Biopsy is still a part of the diagnostic algorithm for HCC and is currently reserved only for lesions greater than 1 cm that have atypical imaging features. It has been estimated that up to 50% of lesions between 1-2 cm will be indeterminate by imaging (10). One of the main concerns with routine biopsy of all liver lesions is needle track seeding of the tumor, which has been reported at a low but variable frequency, with a large study of more than 1000 patients reporting a frequency of 0.76% (22) and a meta-analysis of 8 studies reporting it to be 2.7% (23). The other risk associated with liver biopsy is bleeding, but this risk is low at around 0.1-0.01% (24). Although the aforementioned risks are small they are not inconsequential. Based on the current guidelines, the vast majority of HCCs arising in cirrhotic livers are not biopsied, especially given that radiological diagnoses carry a high specificity. Many practitioners elect for close radiological follow up of lesions in the 1-2 cm range, because by the time they reach 2 cm they have often acquired typical features, and particularly because patients are not usually eligible for listing for liver transplantation until their HCC tumors are at least 2 cm in size. In addition, high rates of falsely negative diagnosis occur in biopsies of tumors less than 1 cm HCC owing to the difficulty of targeting a small lesion at a distance from the abdominal surface and the frequent well-differentiated tumor histology.
For successful biomarker discovery in cancer, verification of markers developed in a preclinical setting using a retrospective cohort of stored clinical specimens is critical before final validation in expensive large prospective, randomized, controlled trials can occur. The lack of biological tissue specimens from the majority of patients with HCCs will significantly impede this intermediate phase in the development of biomarkers for HCC and delay the advance towards personalized approaches to HCC management. While some experts argue that lack of known biomarkers and molecular subtypes makes routine biopsies of all HCC patients unethical (25) others argue that increasing the frequency of liver biopsies for HCC especially in clinical trial settings is crucial to identify biomarkers and advance the field of personalized targeted therapy for HCC (24).
In breast cancer clinical trials, it was shown that the employment of a validated biomarker based enrichment, such as HER2, reduced clinical trial failure risk by as much as 50% resulting in cost savings of 27% (26). Similarly, in non-small-cell lung cancer (NSCLC) biomarker-enrichment resulted in a six-fold increase in clinical trial success (27). Given that biopsies and biomarker assessment were not part of the six clinical trials for HCC that have failed, it would seem rational to change clinical trial design in the future to include planned tumor biopsies for assessment of expression of the target against which the drug is directed. A good example favoring this approach is a recent phase II study of the MET inhibitor tivantinib for advanced HCC in which tumor samples were biopsied and immunohistochemistry performed to assess MET expression prior to drug initiation. Subsequently, treatment with tivantinib was shown to be associated with improved survival only in patients whose tumors expressed high levels of c-MET (28). Phase III trials of MET inhibitors are currently ongoing and if the above findings hold true, then biopsy of the tumor to assess MET expression will likely be considered a necessary prerequisite in patients being considered for tivantinib therapy. We envision that a similar approach to future clinical trials has the potential to uncover more actionable biomarkers and advance the clinical practice of tumor biopsy to promote personalized approaches to treatment. A particular challenge in this regard is the known intratumoral molecular heterogeneity of HCCs, which will require that molecular tests are carefully validated to ensure that a single or limited number of tissue cores can provide reliable molecular representation of the entire tumor.

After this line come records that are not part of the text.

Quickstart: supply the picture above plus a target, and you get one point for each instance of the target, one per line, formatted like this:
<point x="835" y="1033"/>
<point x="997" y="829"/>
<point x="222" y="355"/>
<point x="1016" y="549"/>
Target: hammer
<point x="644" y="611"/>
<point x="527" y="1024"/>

staging of HCC- Present and Future
A universal staging system is important for any cancer not just for prognostication but also for guiding management decisions, facilitating effective communication between treating physicians and informing clinical trial design. Unfortunately, adopting a universal staging system for HCC has been challenging in part because HCC patients suffer from two conditions simultaneously: the cancer and the underlying cirrhotic liver disease. Thus any staging system for HCC should take into account the various elements of tumor burden, liver function and patient performance status. Over the past few decades several different staging systems have been proposed, including the Okuda staging system, the Cancer of the Liver Italian Program (CLIP), Barcelona Clinic Liver Cancer (BCLC) staging system, Japan Integrated Staging (JIS), the AJCC/UICC surgical TNM staging system, and, most recently, the Hong Kong Staging System. There is significant regional preference in the application of staging systems. The BCLC staging system comprehensively incorporates the tumor size and number, presence of vascular invasion, presence of metastatic disease, liver function and performance status of the patient and has been recommended by both AASLD and EASL for prognostication and treatment allocation (8, 9). This staging system has been validated prospectively (29, 30) and has also been shown in some studies to perform better than other staging systems for prognostication (31, 32).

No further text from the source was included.